Nadler campaign: Defeat of ‘most senior’ Jewish House member will have ‘national implications’
The campaign of Jerry Nadler has, in recent weeks, moved to invoke his Jewish faith as a key theme to rally his base in a tough reelection bid. This year’s redistricting has pitted the incumbent Democrat against another veteran colleague, Carolyn Maloney, in the Aug. 23 primary for the redrawn 12th District, which stretches from Upper Manhattan into parts of Brooklyn and Queens.
“Jerry Nadler being the last remaining member of Congress from New York City isn’t just a matter of concern to New York’s Jewish community; it has national implications,” Julian Gerson, the co-manager of Nadler’s campaign wrote in an email to Jewish supporters Tuesday.

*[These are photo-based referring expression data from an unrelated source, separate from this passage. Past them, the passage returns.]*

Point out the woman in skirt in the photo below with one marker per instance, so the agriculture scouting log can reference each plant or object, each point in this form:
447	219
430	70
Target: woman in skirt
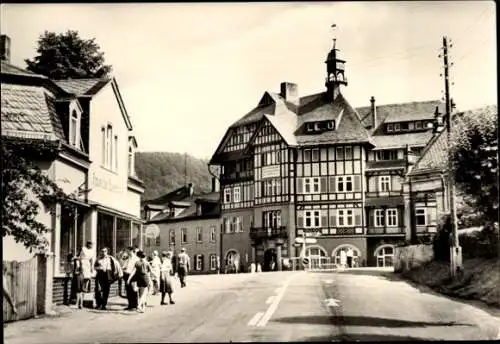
166	271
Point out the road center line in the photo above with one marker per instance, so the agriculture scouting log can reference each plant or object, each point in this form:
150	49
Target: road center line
255	318
270	300
270	311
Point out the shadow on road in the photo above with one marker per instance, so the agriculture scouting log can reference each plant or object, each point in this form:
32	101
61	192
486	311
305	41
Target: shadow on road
362	337
361	321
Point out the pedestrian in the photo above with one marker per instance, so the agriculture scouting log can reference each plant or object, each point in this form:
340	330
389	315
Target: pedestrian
141	273
87	259
6	292
78	281
166	273
132	294
108	271
343	259
155	271
350	255
184	266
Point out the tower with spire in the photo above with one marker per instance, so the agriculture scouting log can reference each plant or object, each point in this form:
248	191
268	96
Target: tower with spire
335	69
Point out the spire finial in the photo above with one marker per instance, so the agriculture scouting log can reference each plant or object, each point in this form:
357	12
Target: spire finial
334	26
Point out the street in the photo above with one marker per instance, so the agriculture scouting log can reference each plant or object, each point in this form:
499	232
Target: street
360	304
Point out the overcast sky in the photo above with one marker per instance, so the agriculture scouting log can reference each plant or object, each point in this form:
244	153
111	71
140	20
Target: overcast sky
187	71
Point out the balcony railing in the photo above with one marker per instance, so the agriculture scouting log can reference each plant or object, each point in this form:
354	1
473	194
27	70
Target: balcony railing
384	193
268	233
385	230
237	176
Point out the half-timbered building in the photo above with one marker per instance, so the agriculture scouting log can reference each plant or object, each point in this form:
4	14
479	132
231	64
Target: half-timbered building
315	166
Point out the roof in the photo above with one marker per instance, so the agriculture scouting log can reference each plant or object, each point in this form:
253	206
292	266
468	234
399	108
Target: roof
417	139
348	127
83	87
29	112
401	112
7	68
190	212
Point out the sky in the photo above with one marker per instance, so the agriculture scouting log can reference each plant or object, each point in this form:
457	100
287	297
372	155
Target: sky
188	71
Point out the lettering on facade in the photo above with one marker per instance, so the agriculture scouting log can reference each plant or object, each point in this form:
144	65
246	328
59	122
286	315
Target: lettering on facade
270	172
105	183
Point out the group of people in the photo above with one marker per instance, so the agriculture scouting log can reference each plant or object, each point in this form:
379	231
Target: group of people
133	270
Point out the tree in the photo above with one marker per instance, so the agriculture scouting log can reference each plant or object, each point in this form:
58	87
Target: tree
475	161
24	186
66	55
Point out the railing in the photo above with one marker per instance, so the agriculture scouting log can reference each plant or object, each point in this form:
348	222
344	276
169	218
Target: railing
268	233
384	193
385	230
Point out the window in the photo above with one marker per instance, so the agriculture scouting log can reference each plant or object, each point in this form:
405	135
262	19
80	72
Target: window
312	219
384	183
199	262
213	233
387	155
348	152
172	236
213	262
115	154
340	153
344	184
199	234
272	219
315	154
183	235
392	217
236	194
74	129
271	187
379	218
227	195
307	155
345	218
420	216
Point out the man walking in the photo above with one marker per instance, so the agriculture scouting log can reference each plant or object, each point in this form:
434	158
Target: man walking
350	255
184	266
132	296
108	271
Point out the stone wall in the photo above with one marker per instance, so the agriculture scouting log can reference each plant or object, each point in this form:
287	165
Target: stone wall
410	257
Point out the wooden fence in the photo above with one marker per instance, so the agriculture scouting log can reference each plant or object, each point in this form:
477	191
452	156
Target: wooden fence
20	279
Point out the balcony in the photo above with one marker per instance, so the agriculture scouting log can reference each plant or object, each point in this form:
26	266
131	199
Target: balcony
237	176
385	231
268	233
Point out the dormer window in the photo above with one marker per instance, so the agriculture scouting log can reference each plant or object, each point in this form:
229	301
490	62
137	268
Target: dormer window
74	129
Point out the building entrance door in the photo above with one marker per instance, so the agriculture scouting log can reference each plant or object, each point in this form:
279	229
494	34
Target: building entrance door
270	260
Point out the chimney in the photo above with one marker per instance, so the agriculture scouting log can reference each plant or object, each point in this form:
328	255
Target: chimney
290	92
373	109
215	185
5	46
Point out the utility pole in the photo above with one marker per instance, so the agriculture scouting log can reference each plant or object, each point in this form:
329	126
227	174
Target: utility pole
455	249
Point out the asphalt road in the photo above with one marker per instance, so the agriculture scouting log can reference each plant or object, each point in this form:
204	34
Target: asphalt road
363	304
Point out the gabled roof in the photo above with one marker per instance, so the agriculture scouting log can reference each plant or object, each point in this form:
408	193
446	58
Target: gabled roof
83	87
7	68
348	127
29	112
434	156
390	113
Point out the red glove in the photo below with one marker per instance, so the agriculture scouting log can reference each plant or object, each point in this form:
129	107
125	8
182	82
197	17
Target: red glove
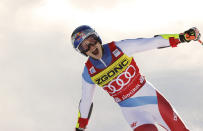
191	34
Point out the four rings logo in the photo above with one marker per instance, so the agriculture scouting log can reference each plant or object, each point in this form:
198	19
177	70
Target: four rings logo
122	80
115	71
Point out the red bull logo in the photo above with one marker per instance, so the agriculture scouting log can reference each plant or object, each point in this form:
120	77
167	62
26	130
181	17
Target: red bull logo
79	36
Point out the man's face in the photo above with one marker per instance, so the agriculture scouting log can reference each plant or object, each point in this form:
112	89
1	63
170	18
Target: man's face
93	47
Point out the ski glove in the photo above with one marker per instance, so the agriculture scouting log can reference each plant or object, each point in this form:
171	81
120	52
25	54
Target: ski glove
83	122
191	34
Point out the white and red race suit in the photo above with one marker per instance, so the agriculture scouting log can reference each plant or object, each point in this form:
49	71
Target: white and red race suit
118	74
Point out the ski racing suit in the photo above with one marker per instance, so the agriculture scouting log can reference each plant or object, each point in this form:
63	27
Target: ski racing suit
117	73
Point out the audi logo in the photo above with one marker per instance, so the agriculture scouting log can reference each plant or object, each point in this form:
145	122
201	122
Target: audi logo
122	80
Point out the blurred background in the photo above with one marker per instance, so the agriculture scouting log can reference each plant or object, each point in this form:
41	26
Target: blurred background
40	72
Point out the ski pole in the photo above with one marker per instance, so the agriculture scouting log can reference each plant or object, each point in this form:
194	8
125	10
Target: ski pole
200	42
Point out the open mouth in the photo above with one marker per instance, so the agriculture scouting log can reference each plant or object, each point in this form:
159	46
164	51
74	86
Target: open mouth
95	52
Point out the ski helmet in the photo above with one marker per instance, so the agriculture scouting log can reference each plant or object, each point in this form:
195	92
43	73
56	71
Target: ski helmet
81	33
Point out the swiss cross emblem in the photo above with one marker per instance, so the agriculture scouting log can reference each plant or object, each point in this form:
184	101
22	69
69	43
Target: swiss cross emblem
92	70
116	52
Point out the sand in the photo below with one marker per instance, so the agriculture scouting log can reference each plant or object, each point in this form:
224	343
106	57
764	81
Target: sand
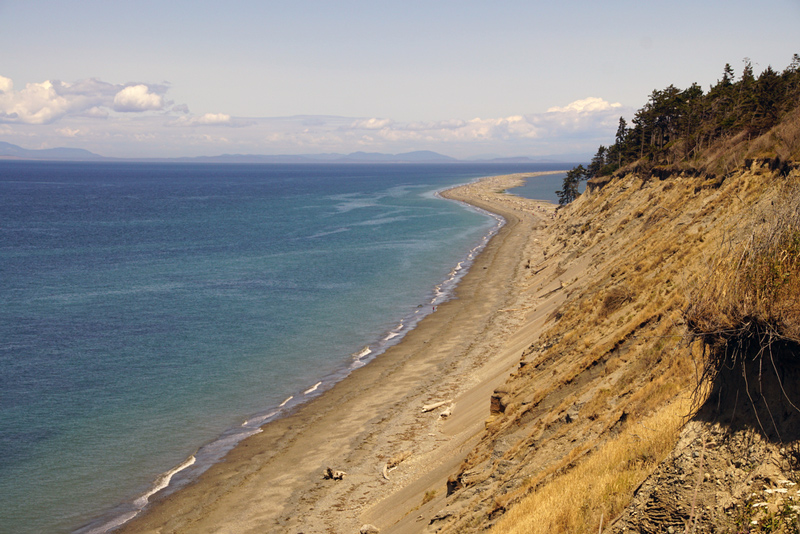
273	481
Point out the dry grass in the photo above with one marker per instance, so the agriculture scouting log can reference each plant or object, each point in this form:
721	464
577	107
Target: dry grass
600	486
753	290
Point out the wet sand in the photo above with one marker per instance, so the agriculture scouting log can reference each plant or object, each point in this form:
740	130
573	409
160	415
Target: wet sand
273	481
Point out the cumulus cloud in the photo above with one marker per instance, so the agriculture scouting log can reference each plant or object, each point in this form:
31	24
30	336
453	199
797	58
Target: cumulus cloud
137	98
371	124
586	105
49	101
210	119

Nadler was one of eight Jews in New York City’s delegation when he was first elected to Congress in 1992. Now, after the 2020 defeats of Reps. Eliot Engel and Max Rose, and the retirement of Nita Lowey, Nadler is the only one remaining. The New York Times recently published a lengthy article about Nadler and his supporters using the issue to caution voters about leaving the most Jewish city in the country without any Jewish representation in the House. (Sen. Chuck Schumer, the majority leader, is a member of the tribe.)
The Nadler campaign official noted that Nadler is not only a senior Jewish member of Congress and chair of the influential House Judiciary Committee, but also the dean of the House’s informal Jewish Caucus who “uses these two important roles to get results for us” and is “leading the battle to stem the dramatic uptick in antisemitism and domestic terrorism.”

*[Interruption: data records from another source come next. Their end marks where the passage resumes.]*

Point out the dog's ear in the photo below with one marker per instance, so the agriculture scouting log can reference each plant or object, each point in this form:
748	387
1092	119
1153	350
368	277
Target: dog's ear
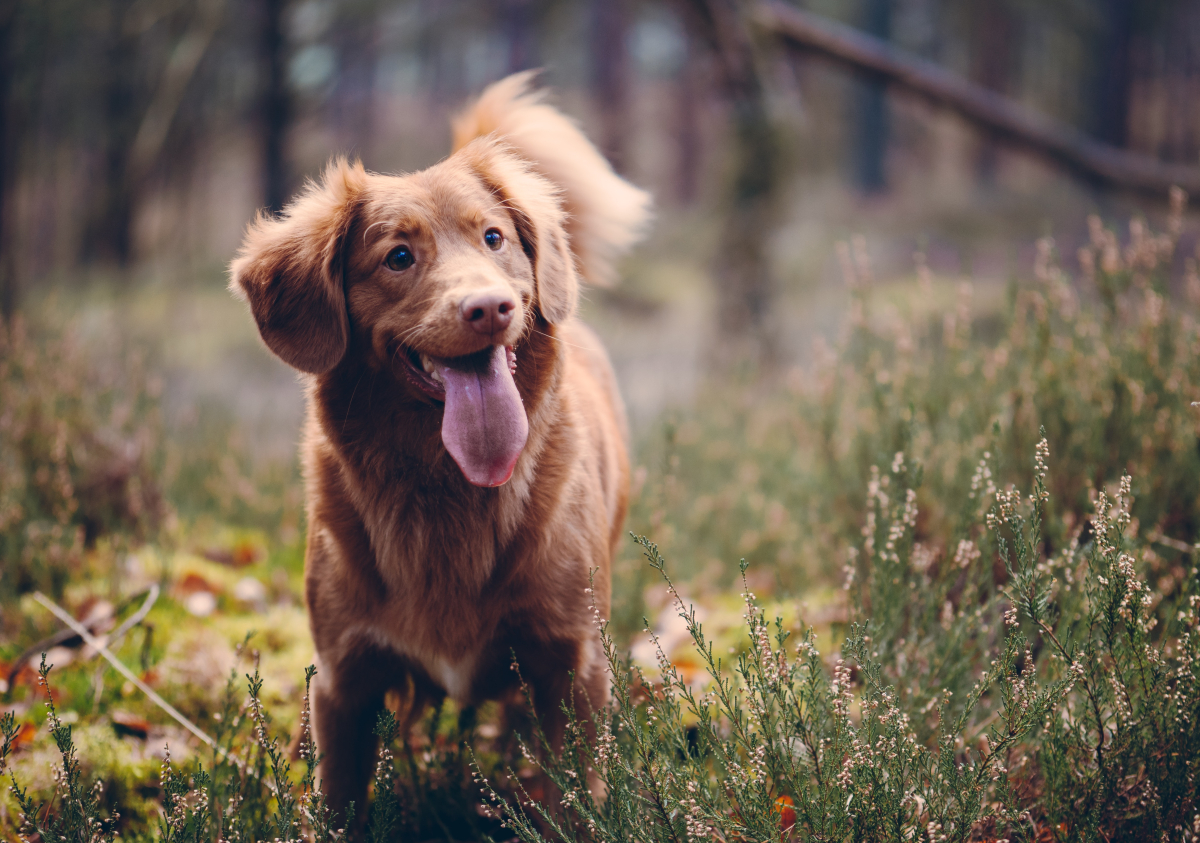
291	270
537	211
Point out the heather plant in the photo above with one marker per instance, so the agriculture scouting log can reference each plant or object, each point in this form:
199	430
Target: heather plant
778	468
1069	713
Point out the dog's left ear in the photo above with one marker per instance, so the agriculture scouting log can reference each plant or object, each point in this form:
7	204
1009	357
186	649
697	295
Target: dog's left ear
537	211
289	269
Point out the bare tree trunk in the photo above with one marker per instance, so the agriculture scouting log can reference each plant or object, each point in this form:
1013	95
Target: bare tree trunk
353	101
108	234
987	109
744	285
1113	85
995	35
275	107
687	130
871	117
522	35
610	76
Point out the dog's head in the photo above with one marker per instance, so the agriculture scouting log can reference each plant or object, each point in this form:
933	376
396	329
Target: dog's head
436	275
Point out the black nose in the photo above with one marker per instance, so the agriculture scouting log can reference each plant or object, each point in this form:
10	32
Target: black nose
487	312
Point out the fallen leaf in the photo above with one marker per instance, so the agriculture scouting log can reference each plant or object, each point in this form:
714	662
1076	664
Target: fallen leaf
130	724
784	807
193	583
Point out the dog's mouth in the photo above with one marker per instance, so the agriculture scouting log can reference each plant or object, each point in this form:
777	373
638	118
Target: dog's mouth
484	424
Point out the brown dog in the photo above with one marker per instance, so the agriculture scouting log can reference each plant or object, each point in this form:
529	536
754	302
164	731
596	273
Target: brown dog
465	452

On Monday, the Nadler campaign rolled out the endorsements of two progressive Jewish supporters, New York City Comptroller Brad Lander and his predecessor Scott Stringer, who succeeded Nadler in the New York State Assembly.
Lander, who became the highest-ranking Jewish citywide official when he took office on Jan. 1., described Nadler as a “one-of-a-kind” person who “embodies the Jewish tradition of tikkun olam.”
The campaign also highlighted Nadler’s pro-Israel record, although he voted in favor of the Iran nuclear deal in 2015 while Maloney, a Presbyterian, opposed it. She also backed the Trump administration’s decision to move the U.S. embassy from Tel Aviv to Jerusalem, while Nadler cautioned that the timing would complicate peace efforts.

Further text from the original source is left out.